To go the whole hog. See Whole Animal.
To bring one’s hogs (or pigs) to a fine market, verb. phr. (old).—To do well; to make a good deal (q.v.). Also, in sarcasm, the opposite.
1690. B. E., Dict. Cant. Crew., s.v. He has brought his hoggs to a fair market, or he has Spun a fair Thread.
1785. Grose, Vulg. Tongue, s.v. Hog.… He has brought his hogs to a fine market, a saying of one who has been remarkably successful in his affairs, and is spoken ironically to signify the contrary.
To drive one’s hogs (or pigs) to market, verb. phr. (colloquial).—To snore.
1738. Swift, Polite Conversations, ii., 455. I’gad he fell asleep, and snored so loud that we thought he was driving his hogs to market.

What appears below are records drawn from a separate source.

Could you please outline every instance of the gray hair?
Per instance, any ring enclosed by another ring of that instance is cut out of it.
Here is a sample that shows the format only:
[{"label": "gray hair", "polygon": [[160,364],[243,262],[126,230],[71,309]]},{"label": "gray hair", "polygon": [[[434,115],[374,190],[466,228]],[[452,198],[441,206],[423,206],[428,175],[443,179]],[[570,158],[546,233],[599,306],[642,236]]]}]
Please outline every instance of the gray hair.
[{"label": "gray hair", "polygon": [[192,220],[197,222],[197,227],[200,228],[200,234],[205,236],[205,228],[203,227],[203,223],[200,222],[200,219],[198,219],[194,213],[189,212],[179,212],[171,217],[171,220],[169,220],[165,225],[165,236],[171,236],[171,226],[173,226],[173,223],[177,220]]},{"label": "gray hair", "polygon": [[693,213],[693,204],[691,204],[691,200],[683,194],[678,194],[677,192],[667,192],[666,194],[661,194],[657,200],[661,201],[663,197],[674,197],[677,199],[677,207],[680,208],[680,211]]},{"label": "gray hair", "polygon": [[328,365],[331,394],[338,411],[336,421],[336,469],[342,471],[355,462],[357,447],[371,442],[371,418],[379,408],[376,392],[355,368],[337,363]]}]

1785. Grose, Vulg. Tongue, s.v. Hog.… to drive one’s hogs, to snore, the noise made by some persons in snoring being not much unlike the notes of that animal.
Hog-age, subs. (American).—The period between boyhood and manhood. Cf., Hobbledehoy.
Hogan-mogan, subs. (old).—See quot.
1892. Aitken, Satires of Andrew Marvell, p. 128. The States General of the United provinces were officially addressed as High and Mighty Lords, or in Dutch, Hoogmogenden; hence English satirists called them hogans-mogans, and applied the phrase to Dutchmen in general. Cf., Hoganmoganides, or the Dutch Hudibras (1694), and ‘A New Song on the hogan-mogans’ in ‘A Collection of the Newest Poems … against Popery, etc.’ (1689).